Nice one! You definitely had me going with the thread title. I had just come into work, and was looking at the other surprise challenge thread reading the posts when I see your thread title and BAM, surprise challenge! 

I'm at work, and didn't have a 4x4x4 so I used the Randelshofer applet, and I made sure to scramble and to solve using only one hand (on a track pad too, which I'm still not too terrible comfortable on).

Time: *5:58.81*

Plain 'ol redux

Good one Stachu!


----------



## RTh (Sep 30, 2011)

MostEd said:


> I supose that was to me, well indeed, i'm better on 5x5 than on 4x4


 

That was to Stachu =/


----------



## whauk (Sep 30, 2011)

1:44.51
but you must disqualify me because i didnt use the closest 4x4. i used my mini QJ which is better for OH.


----------



## bigbee99 (Sep 30, 2011)

2.55.73

My hand is killing me...


----------



## qq280833822 (Sep 30, 2011)

I'm interested in 4x4x4's God Algorithm...then I found a reduction solution of length 24 using my 4x4x4 solver(not optimal solution) :
U2 r' D' B' r f (f b') L' F' r U2 L' D' f2 (l' r) r U' D2 F' r2 D R2 F f2 u2 r2


----------



## antoineccantin (Sep 30, 2011)

2:45.28


----------



## dimwmuni (Sep 30, 2011)

3:06.29

Hmm.. next time I see a seductive thread title I'll think twice before clicking it.


----------



## Robert-Y (Sep 30, 2011)

1:23.07 DNF

I couldn't be bothered with OLL parity so I left it out lol

I used a shengshou version 3. It's kinda decent for 444 OH I think...

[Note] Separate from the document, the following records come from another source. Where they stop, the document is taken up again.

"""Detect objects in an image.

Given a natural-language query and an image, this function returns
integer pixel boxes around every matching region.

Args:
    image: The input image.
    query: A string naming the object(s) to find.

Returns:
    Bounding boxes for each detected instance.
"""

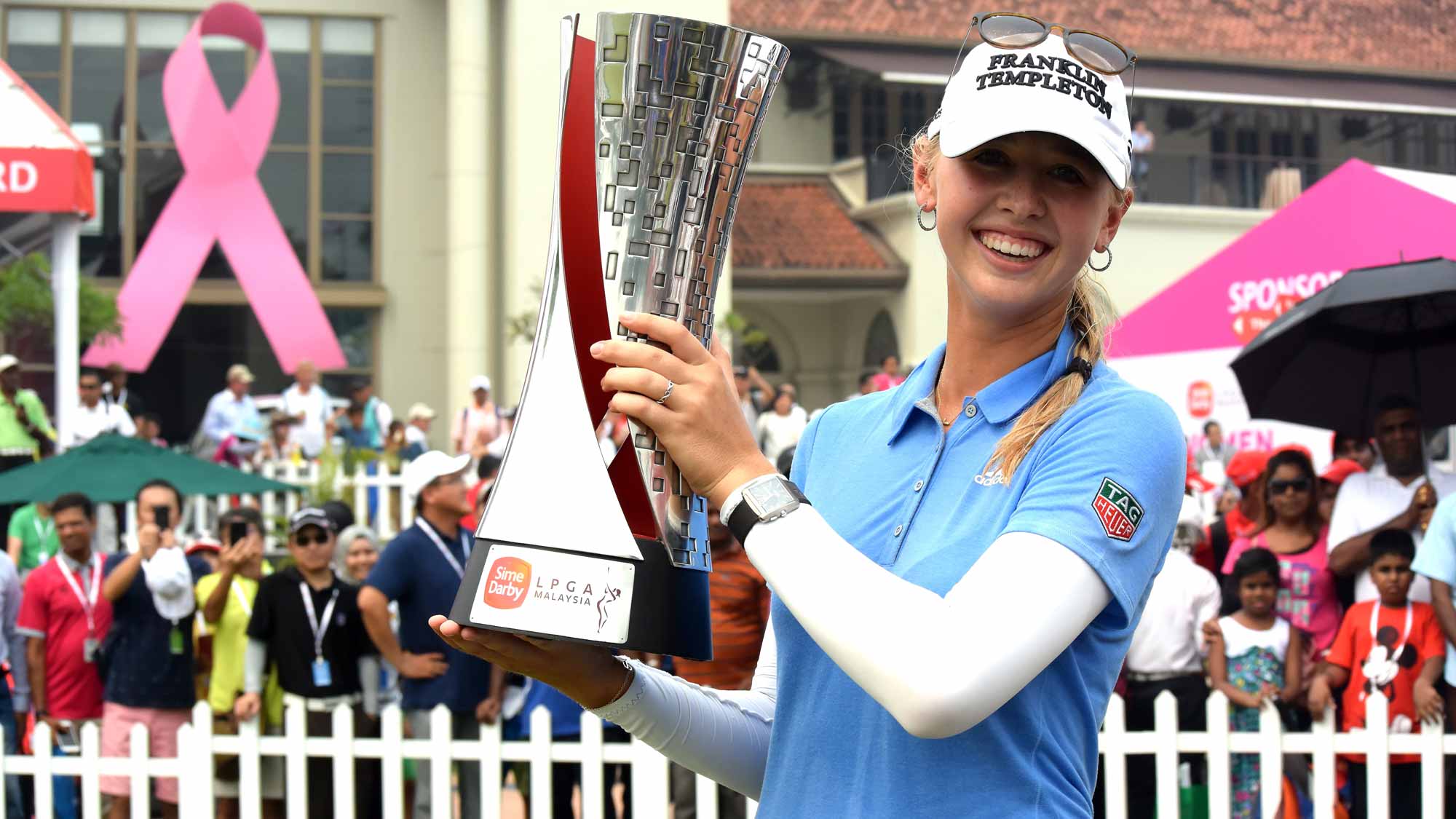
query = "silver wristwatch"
[719,475,810,544]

Btw: Did anyone not get OLL parity?


----------



## qqwref (Sep 30, 2011)

1:57.06. No parity because I'm lucky 

Also, I interpreted "closest 4x4" to mean "closest physical 4x4", which fortunately was one of my better cubes. My computer cubes were physically closer, though  And yeah, this was a pretty obvious topic.


----------



## AJ Blair (Sep 30, 2011)

3:16.45

Got OLL parity at 2:15...that's a pain to do OH...

I've never done 4x4 OH...that was fun!

Did this surprise challenge thing used to be a common occurrence in the past? Or is this a new thing?


----------



## izovire (Sep 30, 2011)

Troll >_> ...Is the thread title like this due to a somewhat recent conversation I started in irc? Comon mang I'm just curious about gods number for 4x4???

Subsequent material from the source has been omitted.